Ray Ozzie speaks, and he speaks about Open Source Software. I don't even know what to quote from his statement. They're just not in the right ballpark. The only thing Ozzie communicates here is that he just does not understand the open source community, which _is_ the community for building out the internets.
This comes from the guy who built Groove out of proprietary Microsoft bits and proprietary bits from his developers. By the time they were shipping Groove, those bits had rotted. COM this and that, custom proprietary object database foo.
Had the protocols and the bits within Groove been even somewhat open, they might have grown a community around it, and kept it alive. Maybe some of those bits are living inside some Microsoft product. Running COM this and that???
Microsoft's "groove" looks more like a rut and face it, they've flipped the bozo bit. What a long, slow, excrutiating slide into oblivion they're on unless they can figure out what's really happening on the internets these days.
Update: This is an example of what BobWarfield at SmoothSpan calls: "Microsoft's Expensive Rift with the Web."

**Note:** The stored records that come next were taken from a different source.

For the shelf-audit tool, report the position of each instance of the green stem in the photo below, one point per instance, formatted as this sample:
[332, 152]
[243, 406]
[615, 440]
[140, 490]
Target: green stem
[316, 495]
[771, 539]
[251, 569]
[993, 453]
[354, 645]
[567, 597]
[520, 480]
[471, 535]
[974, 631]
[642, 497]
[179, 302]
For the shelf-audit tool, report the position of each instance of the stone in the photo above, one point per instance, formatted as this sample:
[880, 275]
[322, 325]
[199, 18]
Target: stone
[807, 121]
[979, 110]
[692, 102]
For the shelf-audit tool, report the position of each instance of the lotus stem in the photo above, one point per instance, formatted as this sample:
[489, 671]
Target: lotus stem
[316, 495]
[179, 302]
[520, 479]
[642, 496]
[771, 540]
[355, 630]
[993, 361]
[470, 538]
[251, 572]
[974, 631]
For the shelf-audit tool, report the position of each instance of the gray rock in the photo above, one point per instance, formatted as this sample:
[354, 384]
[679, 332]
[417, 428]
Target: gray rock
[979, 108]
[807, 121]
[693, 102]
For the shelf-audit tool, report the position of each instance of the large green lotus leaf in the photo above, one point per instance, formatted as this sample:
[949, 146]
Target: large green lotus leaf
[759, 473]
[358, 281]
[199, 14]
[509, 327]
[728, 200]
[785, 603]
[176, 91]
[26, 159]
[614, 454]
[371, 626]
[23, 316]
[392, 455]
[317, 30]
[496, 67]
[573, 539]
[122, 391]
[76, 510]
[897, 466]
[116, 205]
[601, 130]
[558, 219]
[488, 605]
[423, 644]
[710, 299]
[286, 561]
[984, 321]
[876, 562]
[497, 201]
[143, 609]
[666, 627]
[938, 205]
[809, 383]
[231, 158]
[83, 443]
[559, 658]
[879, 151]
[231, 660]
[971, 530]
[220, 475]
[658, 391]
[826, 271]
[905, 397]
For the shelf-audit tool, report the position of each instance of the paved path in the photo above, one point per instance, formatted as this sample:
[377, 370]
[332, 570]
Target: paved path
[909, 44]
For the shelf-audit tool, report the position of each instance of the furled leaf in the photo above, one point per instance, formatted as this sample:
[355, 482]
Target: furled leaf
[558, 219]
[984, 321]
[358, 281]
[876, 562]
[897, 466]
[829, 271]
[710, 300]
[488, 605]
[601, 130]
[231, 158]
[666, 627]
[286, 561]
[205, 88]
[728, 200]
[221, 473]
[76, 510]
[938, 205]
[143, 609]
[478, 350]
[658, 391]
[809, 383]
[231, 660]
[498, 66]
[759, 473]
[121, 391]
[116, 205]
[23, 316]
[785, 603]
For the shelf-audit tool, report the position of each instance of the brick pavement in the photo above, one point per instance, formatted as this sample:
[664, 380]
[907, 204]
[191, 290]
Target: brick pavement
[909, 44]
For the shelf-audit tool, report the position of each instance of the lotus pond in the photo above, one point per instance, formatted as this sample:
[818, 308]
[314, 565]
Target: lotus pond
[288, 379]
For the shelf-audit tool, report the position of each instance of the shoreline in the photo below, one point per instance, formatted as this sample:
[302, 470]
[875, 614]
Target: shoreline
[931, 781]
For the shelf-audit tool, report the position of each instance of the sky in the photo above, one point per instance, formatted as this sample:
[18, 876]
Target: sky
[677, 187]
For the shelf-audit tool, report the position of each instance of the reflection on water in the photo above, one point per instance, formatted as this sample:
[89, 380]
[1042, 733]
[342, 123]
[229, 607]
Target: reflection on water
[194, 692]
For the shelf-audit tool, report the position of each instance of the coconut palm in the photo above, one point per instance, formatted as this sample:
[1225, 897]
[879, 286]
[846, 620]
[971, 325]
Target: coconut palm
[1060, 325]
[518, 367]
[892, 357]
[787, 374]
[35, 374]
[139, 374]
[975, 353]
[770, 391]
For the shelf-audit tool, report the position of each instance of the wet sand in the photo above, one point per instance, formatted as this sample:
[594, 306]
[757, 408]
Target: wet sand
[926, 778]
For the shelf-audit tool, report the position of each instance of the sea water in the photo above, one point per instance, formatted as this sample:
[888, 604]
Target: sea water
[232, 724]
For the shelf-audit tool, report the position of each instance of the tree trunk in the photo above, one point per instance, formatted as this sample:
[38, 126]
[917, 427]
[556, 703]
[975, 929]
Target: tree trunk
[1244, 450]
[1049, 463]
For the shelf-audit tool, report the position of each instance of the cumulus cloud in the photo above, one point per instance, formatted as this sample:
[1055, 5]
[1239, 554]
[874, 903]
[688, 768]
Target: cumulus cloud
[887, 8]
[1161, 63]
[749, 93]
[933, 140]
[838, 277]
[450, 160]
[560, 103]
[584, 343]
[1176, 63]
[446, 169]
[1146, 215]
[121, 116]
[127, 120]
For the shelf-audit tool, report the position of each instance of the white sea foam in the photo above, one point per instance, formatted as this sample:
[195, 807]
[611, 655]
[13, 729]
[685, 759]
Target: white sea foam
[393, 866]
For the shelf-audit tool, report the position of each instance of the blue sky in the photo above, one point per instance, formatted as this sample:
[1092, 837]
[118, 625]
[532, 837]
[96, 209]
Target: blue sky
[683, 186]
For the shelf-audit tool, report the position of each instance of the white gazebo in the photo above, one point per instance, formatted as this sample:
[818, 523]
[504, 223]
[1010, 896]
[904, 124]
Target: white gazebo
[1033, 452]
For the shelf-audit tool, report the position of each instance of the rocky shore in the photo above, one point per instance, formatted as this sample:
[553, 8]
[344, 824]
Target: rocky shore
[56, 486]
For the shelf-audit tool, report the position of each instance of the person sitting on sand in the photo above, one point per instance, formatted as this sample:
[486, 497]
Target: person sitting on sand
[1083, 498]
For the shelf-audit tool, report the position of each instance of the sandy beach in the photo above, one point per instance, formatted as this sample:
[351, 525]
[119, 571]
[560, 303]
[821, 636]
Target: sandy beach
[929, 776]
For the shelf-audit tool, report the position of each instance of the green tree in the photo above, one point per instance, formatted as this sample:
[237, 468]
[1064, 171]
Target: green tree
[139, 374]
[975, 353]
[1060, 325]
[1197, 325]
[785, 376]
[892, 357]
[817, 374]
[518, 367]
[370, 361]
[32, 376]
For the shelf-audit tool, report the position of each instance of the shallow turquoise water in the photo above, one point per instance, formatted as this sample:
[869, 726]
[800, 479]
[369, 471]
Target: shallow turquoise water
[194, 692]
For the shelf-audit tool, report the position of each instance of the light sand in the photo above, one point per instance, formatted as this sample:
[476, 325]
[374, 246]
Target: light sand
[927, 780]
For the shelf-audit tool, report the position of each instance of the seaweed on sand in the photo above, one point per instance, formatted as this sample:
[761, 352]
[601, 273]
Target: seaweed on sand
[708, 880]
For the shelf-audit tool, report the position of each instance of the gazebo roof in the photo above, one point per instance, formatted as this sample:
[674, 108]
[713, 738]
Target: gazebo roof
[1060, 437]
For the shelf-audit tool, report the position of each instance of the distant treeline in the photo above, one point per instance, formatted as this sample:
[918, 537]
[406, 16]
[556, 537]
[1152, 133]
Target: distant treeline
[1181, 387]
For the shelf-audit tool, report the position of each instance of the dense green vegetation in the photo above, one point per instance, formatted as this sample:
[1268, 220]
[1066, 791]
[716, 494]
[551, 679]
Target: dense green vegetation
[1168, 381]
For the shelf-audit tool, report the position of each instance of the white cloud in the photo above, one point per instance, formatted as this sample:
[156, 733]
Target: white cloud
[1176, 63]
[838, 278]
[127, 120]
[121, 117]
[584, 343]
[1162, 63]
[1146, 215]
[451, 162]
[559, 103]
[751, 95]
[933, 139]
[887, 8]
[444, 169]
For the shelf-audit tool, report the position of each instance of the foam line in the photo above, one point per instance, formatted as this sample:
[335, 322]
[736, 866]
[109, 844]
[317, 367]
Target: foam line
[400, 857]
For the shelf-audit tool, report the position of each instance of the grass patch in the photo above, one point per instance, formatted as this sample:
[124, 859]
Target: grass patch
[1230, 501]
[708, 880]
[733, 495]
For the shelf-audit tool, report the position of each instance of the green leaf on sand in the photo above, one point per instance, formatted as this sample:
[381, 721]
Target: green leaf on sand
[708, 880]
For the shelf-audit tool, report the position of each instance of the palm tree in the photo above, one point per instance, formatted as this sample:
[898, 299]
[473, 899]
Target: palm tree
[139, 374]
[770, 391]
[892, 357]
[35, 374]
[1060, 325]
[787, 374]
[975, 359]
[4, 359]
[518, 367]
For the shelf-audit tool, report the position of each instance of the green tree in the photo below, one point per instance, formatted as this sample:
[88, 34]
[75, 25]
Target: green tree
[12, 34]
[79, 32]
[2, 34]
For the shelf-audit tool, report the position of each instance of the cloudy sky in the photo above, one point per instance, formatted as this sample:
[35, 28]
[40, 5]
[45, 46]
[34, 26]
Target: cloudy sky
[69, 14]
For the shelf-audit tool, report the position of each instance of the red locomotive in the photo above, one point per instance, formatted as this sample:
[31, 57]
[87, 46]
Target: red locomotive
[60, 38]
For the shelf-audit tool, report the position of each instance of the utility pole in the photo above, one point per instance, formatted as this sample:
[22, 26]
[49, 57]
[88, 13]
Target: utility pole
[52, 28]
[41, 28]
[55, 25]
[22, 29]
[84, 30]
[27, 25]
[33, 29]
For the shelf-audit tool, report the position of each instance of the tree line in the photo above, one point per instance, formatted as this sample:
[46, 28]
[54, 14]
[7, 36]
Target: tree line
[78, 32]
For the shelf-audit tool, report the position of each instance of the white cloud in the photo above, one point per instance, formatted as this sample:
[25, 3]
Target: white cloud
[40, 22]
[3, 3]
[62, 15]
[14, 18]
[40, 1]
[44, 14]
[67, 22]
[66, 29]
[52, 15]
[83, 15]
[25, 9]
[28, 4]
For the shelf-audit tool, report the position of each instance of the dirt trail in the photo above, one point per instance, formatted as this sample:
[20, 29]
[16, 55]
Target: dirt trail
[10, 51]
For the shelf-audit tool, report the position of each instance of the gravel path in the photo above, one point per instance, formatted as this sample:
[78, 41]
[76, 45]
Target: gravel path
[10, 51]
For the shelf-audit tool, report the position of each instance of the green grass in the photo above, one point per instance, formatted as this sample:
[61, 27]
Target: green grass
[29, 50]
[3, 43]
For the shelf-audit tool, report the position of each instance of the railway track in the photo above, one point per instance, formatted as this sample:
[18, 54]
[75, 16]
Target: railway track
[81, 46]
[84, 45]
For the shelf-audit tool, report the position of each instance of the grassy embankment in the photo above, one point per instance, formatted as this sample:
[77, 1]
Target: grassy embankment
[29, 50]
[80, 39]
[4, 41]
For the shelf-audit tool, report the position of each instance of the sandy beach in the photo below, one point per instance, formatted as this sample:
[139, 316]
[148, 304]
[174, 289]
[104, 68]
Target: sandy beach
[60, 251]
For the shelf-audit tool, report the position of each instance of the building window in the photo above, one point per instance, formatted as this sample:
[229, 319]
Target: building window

Another update: James Robertson ties this into the Smalltalk community. Seaside seems to be taking Smalltalk to another level. Smalltalk is an interesting community re: open source. As with the Lisp community there's always been a significant "openness" to Smalltalk, predating the actual open source licensing of various implementations. However there's no way the various vendor's Smalltalk GUI's could ever have been unified into an open implementation, but Seaside is on its way toward that end.